Tuesday, February 26, 2013

Lent 2013, VIII


VIII. My Grandpa got his teeth pulled when I was a kid. I remember him freaking his grandkids out by removing his dentures and sucking his lips in over his shrunken gums, and eventually he just got tired of using his dentures at all. One of the last times I saw him was less than a year ago, while he was still battling cancer. I think it was a few months before he took a sudden turn for the worse, so despite the pain and the tumors and all the weight he had lost he was still living life much as he ever had, shooting pistol at the range every week, drinking a six pack a day of his favorite beers, eating his favorite foods, as well as he could without teeth.

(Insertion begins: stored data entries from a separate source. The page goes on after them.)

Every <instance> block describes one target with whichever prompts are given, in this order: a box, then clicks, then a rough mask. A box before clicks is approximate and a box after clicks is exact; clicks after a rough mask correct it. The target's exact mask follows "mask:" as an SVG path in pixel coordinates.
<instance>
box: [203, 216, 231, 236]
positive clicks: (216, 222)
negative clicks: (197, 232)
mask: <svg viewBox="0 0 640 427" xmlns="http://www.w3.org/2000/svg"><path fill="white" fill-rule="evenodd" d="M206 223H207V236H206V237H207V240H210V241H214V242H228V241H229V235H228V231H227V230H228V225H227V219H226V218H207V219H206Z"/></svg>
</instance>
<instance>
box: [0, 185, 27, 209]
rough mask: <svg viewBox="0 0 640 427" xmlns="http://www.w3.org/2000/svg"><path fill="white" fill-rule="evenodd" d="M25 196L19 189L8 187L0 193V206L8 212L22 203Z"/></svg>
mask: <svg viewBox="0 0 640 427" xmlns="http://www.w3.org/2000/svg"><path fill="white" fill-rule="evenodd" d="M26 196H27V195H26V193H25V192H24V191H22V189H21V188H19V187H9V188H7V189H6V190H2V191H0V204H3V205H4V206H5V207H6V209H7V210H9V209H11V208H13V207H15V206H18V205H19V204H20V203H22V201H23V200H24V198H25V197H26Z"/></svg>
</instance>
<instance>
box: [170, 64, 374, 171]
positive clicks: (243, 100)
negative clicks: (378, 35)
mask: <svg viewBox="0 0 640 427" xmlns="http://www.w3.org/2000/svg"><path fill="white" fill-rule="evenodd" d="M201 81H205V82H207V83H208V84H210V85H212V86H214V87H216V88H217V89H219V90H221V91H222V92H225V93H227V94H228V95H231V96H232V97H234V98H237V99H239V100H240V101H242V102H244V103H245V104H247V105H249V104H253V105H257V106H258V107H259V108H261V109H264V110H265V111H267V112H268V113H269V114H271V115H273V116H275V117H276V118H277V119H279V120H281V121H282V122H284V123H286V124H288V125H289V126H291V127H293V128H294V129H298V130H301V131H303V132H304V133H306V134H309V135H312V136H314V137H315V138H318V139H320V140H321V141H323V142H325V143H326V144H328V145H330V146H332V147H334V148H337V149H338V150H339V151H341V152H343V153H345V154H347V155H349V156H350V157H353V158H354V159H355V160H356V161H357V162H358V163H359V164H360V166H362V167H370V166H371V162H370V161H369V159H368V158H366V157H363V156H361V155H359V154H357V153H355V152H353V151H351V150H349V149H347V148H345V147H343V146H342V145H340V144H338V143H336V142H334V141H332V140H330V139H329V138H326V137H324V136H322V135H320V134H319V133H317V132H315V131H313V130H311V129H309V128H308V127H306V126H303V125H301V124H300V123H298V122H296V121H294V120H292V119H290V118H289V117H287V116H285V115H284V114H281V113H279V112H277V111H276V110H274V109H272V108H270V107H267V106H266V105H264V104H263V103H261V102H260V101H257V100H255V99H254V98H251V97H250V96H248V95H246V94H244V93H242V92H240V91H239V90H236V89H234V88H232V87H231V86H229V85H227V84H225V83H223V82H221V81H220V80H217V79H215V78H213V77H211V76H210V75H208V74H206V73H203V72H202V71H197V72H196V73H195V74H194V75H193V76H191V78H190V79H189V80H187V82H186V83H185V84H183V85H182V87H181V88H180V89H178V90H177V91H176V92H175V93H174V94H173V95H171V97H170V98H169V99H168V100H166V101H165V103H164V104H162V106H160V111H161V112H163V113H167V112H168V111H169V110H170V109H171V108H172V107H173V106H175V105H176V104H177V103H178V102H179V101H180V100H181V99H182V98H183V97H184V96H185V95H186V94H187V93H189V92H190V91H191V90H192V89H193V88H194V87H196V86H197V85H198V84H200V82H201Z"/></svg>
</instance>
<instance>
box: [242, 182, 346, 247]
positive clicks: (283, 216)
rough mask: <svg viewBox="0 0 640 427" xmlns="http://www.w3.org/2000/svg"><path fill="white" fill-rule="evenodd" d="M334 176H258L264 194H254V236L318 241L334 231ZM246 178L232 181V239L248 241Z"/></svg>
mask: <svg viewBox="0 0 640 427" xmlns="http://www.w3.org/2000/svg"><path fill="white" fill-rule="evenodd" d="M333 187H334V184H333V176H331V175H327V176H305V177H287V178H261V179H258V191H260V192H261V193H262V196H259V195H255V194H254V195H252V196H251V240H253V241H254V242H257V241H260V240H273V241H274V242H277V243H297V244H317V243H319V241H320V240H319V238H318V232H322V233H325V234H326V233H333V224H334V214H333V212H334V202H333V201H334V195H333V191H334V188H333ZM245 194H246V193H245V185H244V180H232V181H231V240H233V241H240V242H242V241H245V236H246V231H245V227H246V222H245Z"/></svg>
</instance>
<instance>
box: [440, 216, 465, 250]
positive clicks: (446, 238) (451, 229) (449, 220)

On this particular day I was sitting with him at the kitchen table, talking about everything from politics, to the military, to medicine, to religion, to family, just wandering from one topic to the next with the quiet enjoyment that was so typical of him. During one pause in the conversation he watched me cutting what was, for me, a typical slice of cheese. I would call it a “man-sized” slice of cheese. I made my cracker sandwich and started chowing down, while he cut his own slice. As he did he said, “You know, I never figured this out until I lost my teeth, but I like to shave the cheese really thin and just set it on my tongue and let it melt. I think it really brings out the flavor, a lot more than a bigger piece. But I never figured that out until I lost my teeth.” I tried it and what do you know? He was right. A little bit of patience brings out the flavor of the cheese, almost as if I had never really tasted it before. Biting off huge chunks and choking them down crippled my ability to enjoy that cheese to the full.